The structure-aware propagation augmentation strategy cleverly exploits a cheminformatics prior (structurally similar molecules elicit similar biological responses), offering greater biological plausibility than simple KNN or mean imputation.
A case study on drug property prediction demonstrates the interpretability of the framework: different modalities contribute complementary predictive cues (1D fingerprints → metabolic clearance, 3D conformation → protein binding affinity, biological context → P-gp drug efflux).

Limitations & Future Work¶

Pre-training data involves integrating multiple public data sources, which may introduce data quality and consistency issues.
The tree structure in Tree-VQ is a predefined fixed binary tree, lacking an adaptive dynamic tree-growing mechanism.
Modality augmentation relies on the quality of the inter-molecular structural similarity matrix, and may be less effective for structurally novel molecules with no similar neighbors.
The absence of protein target information limits applicability to target-related property prediction tasks.

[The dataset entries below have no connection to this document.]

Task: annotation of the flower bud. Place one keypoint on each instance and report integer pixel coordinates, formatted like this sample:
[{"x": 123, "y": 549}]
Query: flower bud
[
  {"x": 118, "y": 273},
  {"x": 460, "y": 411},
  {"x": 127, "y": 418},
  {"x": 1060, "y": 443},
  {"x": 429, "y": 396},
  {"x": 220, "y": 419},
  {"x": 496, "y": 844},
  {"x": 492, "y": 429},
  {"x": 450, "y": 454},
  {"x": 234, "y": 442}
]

vs InfoAlign: InfoAlign also integrates molecular, cell morphology, and transcriptomic modalities, but employs flat alignment without modeling hierarchical dependencies. CHMR consistently outperforms it across all benchmarks, with a 17.2% lead on Biogen.
vs CLOOME: CLOOME applies InfoLOOB contrastive learning on structure–phenotype pairs, but handles only two modalities and provides no missing modality mechanism, limiting generalization.
vs GraphMVP: GraphMVP achieves 2D–3D semantic transfer but is confined to intra-molecular modalities and does not incorporate external biological responses.

Rating¶

Novelty: ⭐⭐⭐⭐ Tree-VQ for hierarchical multi-modal quantization represents a genuine technical contribution, though the overall framework (alignment + reconstruction + quantization) is somewhat heavyweight in its composition.
Experimental Thoroughness: ⭐⭐⭐⭐⭐ 728 tasks, 9 datasets, 20+ baselines, comprehensive ablations and hyperparameter analyses — exceptionally thorough.
Writing Quality: ⭐⭐⭐⭐ The methodology section is highly mathematical with a clear notation system, though the overall length is somewhat excessive.
Value: ⭐⭐⭐⭐ Clear practical significance for molecular representation learning in drug discovery, particularly in missing modality scenarios.